3. Respon alergi atau keadaan imun yang abnormal oleh infeksi.
4. Perubahan keseimbangan cairan dan elektrolit
5. Enhepalitis vital ( radang otak akibat virus ) yang ringan yang tidak diketahui atau enchepalopati toksik sepintas.
6. Gabungan semua faktor tersebut diatas.
KLASIFIKASI
Secara umum dibagi menjadi 2 yaitu :
1. Konvulsi akut ( Non rekuren)
Merupakan konvulsi yang sering terjadi pada neonatus. Seluruh tipe serangan konvulsi akut pada anak –anak dapat merupakan manisfestasi sementara penyakit akut yang melibatkan otak. Umumnya kejang demam terjadi setelah 6 bulan pertama kehidupan, namun dalam 2 – 3 tahun pertama insidennya terus menerus mencapai usia 6 – 8 tahun dan sesudah itu kejang itu menjadi jarang.
2. Konvulsi kronik ( Rekuren )
Dapat juga disebut epilepsi, terdapat 10 macam epilepsi :
a.

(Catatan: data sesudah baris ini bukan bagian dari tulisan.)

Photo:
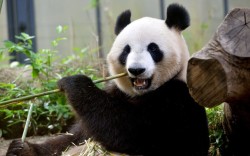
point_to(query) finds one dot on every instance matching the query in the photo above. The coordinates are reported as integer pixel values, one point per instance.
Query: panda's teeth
(139, 82)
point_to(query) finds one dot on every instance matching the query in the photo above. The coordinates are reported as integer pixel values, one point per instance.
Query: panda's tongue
(140, 82)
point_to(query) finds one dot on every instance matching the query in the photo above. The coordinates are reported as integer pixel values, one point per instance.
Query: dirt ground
(4, 144)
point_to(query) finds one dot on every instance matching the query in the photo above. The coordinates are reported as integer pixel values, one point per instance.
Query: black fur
(122, 21)
(123, 57)
(166, 120)
(177, 17)
(155, 52)
(162, 122)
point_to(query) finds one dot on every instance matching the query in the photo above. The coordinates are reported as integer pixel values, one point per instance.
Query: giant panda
(150, 111)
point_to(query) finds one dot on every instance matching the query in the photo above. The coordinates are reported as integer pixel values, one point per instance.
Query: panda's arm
(107, 119)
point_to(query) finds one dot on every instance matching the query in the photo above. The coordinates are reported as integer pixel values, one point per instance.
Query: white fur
(138, 35)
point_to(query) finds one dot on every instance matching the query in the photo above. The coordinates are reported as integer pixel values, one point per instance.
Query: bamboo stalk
(27, 122)
(56, 90)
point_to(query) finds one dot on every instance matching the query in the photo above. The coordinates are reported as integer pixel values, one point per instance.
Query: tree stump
(220, 72)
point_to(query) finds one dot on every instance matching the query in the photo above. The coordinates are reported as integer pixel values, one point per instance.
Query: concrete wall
(80, 18)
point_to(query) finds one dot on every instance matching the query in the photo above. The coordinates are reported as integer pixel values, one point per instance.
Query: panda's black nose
(136, 71)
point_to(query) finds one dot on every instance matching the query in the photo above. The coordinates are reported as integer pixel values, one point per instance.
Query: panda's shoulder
(176, 89)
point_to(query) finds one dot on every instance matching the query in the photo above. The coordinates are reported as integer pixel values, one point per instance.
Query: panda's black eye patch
(124, 54)
(155, 52)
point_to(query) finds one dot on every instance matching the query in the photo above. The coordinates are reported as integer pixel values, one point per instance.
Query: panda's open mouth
(140, 84)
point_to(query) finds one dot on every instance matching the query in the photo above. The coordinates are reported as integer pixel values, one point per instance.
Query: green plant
(51, 113)
(216, 133)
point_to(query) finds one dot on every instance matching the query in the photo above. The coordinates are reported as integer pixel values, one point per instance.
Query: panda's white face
(151, 53)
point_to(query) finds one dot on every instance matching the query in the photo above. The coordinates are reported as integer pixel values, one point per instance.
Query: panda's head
(150, 50)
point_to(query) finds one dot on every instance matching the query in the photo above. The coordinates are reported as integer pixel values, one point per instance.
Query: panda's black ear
(122, 21)
(177, 17)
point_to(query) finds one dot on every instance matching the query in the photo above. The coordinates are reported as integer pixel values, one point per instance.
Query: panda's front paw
(73, 84)
(19, 148)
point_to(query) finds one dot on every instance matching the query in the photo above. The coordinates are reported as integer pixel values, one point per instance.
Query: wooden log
(220, 72)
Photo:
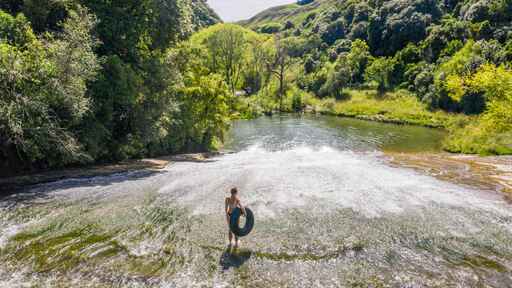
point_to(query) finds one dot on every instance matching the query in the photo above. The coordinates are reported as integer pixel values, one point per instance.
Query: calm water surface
(330, 212)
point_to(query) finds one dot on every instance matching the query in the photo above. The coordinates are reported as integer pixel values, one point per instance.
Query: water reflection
(234, 257)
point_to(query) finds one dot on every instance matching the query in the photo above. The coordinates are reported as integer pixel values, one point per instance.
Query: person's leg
(231, 237)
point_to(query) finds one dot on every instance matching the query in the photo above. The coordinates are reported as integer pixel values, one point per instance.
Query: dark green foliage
(65, 109)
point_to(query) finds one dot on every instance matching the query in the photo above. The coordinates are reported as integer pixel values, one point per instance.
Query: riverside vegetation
(87, 81)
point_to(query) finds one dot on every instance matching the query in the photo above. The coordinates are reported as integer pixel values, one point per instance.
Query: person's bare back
(231, 203)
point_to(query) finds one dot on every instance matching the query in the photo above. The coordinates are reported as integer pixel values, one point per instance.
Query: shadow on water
(41, 191)
(234, 258)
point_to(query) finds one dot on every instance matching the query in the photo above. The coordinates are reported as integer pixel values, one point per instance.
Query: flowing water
(330, 212)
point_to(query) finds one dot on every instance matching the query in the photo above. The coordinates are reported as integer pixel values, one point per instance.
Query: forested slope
(91, 81)
(442, 51)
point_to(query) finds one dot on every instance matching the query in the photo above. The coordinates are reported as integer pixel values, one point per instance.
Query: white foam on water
(274, 181)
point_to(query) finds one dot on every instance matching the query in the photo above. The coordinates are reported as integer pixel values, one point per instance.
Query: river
(331, 211)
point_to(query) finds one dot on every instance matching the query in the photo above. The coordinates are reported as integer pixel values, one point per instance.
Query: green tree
(380, 71)
(43, 87)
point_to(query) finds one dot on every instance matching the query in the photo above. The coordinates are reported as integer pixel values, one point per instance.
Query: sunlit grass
(399, 107)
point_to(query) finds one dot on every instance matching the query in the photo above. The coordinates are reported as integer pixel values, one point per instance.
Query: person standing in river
(231, 203)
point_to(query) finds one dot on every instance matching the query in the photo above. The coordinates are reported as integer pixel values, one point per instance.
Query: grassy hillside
(452, 56)
(291, 12)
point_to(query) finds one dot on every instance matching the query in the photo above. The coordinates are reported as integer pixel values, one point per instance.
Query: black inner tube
(234, 222)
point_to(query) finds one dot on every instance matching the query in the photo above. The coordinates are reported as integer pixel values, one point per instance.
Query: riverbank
(10, 184)
(491, 173)
(399, 107)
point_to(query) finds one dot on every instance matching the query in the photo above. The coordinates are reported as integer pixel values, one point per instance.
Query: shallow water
(330, 212)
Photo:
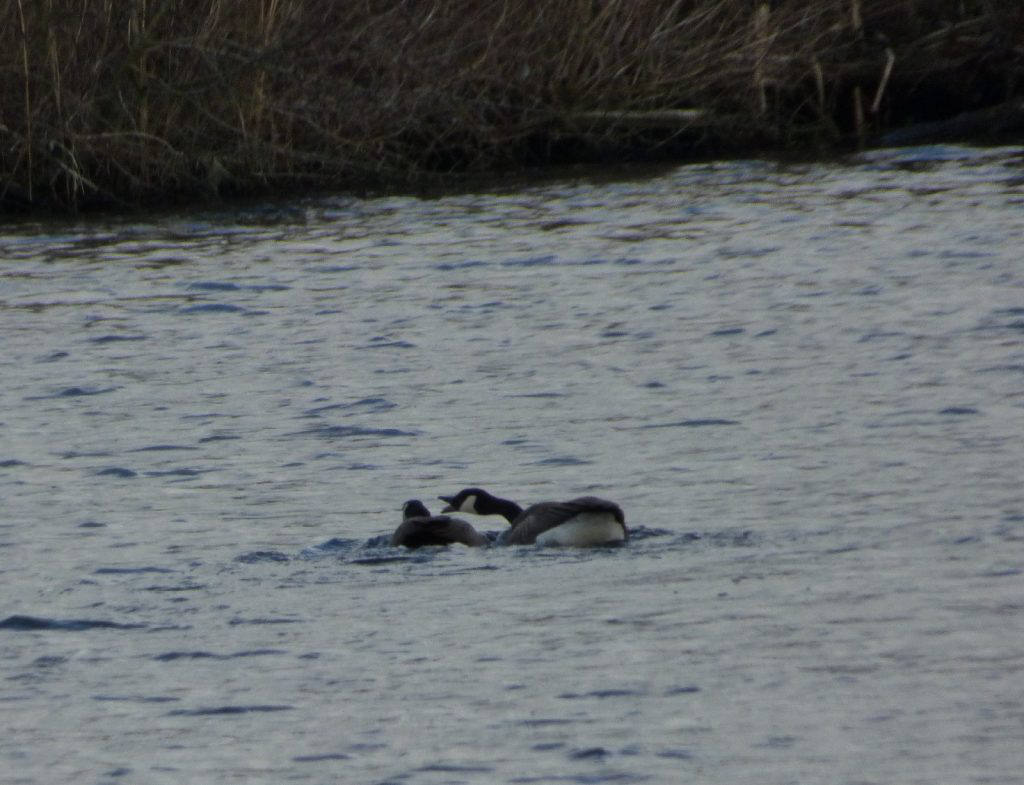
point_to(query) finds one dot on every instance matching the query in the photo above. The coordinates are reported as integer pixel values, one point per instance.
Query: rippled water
(804, 385)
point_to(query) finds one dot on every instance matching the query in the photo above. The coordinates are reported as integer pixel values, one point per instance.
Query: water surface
(802, 383)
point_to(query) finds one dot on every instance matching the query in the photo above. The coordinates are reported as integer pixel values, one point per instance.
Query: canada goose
(420, 528)
(583, 521)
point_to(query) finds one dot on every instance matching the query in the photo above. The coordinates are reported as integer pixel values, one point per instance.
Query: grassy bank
(144, 101)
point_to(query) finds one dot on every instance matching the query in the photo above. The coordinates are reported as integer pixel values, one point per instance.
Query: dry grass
(134, 101)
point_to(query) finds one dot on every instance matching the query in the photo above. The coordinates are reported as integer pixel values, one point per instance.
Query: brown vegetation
(135, 101)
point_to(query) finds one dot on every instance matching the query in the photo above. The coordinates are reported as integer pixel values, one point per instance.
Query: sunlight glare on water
(803, 384)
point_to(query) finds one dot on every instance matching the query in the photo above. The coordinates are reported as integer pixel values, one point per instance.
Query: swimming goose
(420, 528)
(583, 521)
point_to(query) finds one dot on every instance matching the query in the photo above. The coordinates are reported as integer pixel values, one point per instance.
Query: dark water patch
(601, 694)
(333, 546)
(957, 410)
(878, 335)
(219, 437)
(176, 655)
(182, 472)
(350, 431)
(449, 266)
(257, 557)
(180, 587)
(216, 710)
(640, 532)
(114, 339)
(24, 623)
(682, 690)
(1009, 368)
(372, 405)
(213, 286)
(544, 722)
(322, 757)
(117, 471)
(75, 392)
(48, 661)
(135, 698)
(211, 308)
(534, 261)
(422, 554)
(562, 461)
(676, 754)
(1001, 572)
(589, 753)
(701, 423)
(742, 538)
(455, 769)
(260, 621)
(382, 344)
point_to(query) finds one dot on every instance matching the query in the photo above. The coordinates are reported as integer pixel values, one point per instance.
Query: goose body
(420, 528)
(583, 521)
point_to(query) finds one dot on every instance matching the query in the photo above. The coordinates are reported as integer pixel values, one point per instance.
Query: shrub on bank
(136, 101)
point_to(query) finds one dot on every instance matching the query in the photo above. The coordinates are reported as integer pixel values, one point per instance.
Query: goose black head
(415, 509)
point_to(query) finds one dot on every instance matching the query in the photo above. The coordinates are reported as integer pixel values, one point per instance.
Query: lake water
(804, 385)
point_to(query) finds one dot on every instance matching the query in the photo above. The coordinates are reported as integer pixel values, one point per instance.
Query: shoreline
(156, 104)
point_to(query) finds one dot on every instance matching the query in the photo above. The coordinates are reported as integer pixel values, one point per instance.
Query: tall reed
(133, 101)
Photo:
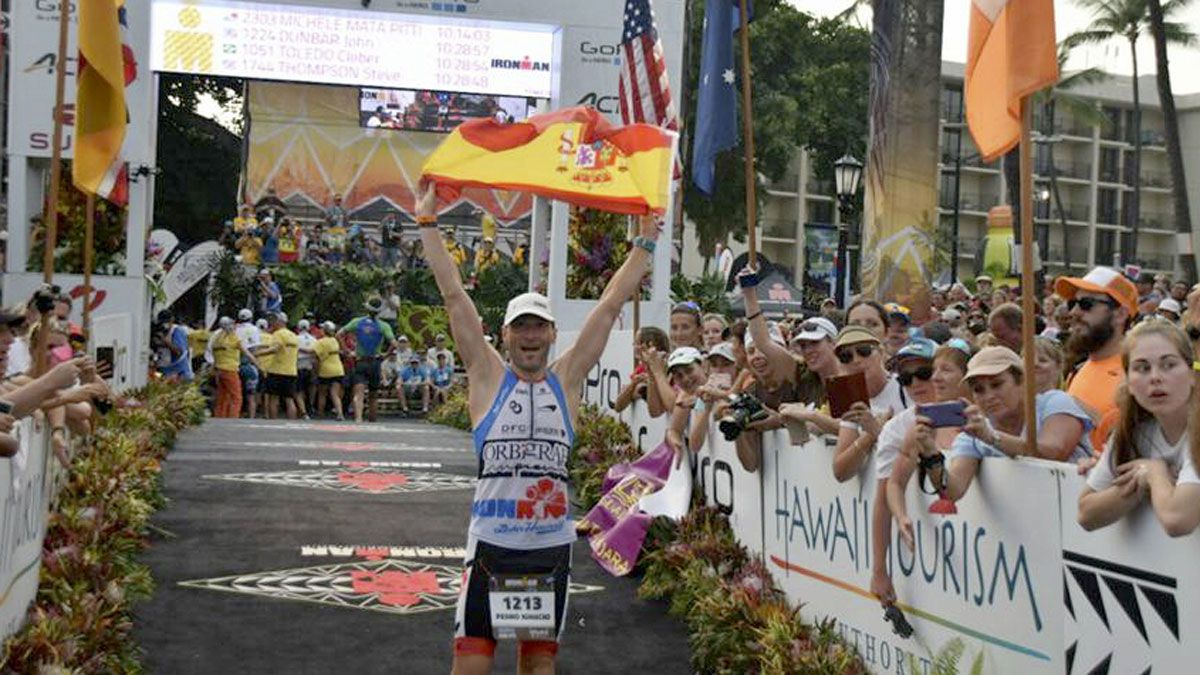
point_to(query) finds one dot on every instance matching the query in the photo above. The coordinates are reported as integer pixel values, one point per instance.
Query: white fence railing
(1012, 574)
(28, 483)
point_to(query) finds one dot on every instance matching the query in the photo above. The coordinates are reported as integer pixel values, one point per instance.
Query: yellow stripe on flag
(1011, 55)
(100, 103)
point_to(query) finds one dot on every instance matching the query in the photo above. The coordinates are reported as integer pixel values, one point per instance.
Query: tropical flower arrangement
(82, 617)
(597, 246)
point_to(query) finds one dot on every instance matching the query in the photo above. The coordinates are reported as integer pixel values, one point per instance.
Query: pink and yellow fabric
(574, 155)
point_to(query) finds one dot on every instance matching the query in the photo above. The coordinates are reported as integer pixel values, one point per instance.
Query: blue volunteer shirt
(442, 376)
(1047, 405)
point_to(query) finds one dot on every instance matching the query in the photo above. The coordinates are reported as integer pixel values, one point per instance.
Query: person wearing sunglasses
(1151, 454)
(915, 369)
(778, 376)
(861, 351)
(1102, 305)
(685, 329)
(923, 438)
(996, 422)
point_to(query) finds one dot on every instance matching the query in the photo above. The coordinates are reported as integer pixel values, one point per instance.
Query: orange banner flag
(574, 155)
(1011, 54)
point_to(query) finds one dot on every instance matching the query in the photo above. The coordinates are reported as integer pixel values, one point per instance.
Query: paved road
(329, 548)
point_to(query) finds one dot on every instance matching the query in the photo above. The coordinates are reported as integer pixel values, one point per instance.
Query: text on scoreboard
(349, 47)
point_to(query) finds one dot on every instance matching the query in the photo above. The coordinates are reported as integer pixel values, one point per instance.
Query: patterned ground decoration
(395, 586)
(372, 479)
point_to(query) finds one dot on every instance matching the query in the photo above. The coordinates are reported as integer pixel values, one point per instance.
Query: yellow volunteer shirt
(285, 360)
(227, 351)
(329, 358)
(267, 362)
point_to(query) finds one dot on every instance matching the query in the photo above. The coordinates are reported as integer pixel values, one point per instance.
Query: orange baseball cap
(1101, 280)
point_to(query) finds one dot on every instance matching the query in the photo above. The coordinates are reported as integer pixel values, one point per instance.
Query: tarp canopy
(777, 296)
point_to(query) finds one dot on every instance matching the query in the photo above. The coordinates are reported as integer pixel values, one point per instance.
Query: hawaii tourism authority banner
(983, 577)
(900, 214)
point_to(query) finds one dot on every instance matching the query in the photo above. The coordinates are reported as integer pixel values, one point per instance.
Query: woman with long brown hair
(1152, 452)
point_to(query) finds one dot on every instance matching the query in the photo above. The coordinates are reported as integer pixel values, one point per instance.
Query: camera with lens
(45, 298)
(743, 411)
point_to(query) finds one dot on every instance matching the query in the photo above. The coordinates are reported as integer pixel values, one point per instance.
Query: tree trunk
(1171, 129)
(1134, 207)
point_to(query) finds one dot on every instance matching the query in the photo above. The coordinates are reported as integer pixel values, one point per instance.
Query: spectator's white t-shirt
(891, 442)
(1151, 443)
(432, 357)
(306, 360)
(19, 359)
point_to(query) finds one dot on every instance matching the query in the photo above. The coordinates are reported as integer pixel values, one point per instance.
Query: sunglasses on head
(846, 354)
(1086, 304)
(924, 374)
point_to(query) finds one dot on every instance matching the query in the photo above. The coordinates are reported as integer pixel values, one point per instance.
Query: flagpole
(748, 135)
(51, 213)
(1027, 318)
(88, 256)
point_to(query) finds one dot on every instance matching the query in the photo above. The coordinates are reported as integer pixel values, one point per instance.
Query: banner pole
(1027, 318)
(748, 135)
(51, 213)
(88, 257)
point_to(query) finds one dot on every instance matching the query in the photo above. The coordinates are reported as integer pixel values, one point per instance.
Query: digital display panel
(436, 111)
(349, 47)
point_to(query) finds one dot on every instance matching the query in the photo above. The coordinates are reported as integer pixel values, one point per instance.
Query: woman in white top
(915, 365)
(1151, 452)
(949, 369)
(861, 351)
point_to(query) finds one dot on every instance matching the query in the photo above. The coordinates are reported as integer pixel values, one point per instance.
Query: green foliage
(600, 442)
(810, 85)
(82, 619)
(454, 412)
(708, 292)
(199, 160)
(108, 233)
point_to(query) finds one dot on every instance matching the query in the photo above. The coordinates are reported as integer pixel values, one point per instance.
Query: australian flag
(717, 117)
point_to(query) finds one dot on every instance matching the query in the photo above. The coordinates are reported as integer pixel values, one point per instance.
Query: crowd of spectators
(273, 368)
(927, 400)
(47, 375)
(267, 234)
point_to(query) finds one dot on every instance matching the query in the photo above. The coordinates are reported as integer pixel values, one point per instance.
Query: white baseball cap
(684, 356)
(723, 350)
(816, 329)
(528, 304)
(1170, 305)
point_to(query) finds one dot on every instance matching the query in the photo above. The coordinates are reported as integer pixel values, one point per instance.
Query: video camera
(743, 411)
(45, 298)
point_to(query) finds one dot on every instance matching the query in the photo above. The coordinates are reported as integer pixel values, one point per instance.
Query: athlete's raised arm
(574, 365)
(479, 357)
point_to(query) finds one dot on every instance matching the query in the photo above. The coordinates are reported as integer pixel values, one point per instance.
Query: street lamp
(847, 173)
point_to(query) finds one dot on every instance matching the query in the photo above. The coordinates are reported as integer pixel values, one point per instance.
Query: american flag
(645, 90)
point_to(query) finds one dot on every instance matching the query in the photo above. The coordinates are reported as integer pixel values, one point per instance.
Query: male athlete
(522, 413)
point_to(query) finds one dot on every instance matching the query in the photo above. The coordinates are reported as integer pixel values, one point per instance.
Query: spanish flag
(574, 155)
(1011, 55)
(106, 67)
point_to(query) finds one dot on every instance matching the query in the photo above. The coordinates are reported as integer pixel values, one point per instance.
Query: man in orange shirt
(1102, 306)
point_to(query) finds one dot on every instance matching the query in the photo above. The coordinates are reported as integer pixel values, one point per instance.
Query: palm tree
(1084, 112)
(1129, 19)
(1164, 33)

Epilepsi Idiopatik
Gamabaran elektroenchepalografik terutama pada saat tidur, memperlihatkan abnormalitas umum pada 90 % anak dengan kejang idiopatik.
b. Epilepsi Organik
Dapat terjadi setelah kerusakan otak didapat pada masa pranatal, natal dan posnatal . anak sering memperlihatkan cacat motorik dan retardasi mental.
c. Epilepsi Tonik- Klonik
Kejang umum, datang spasme otot dengan fase tronik – klonik. Epilepsi ini dapat terjadi pada malam hari tanpa disadari klien.lidah atau gigi tergigit, nyeri kepala, darah dibantal atau tempat tidur basah oleh kemih dappat terjadi 1 – 2 hari.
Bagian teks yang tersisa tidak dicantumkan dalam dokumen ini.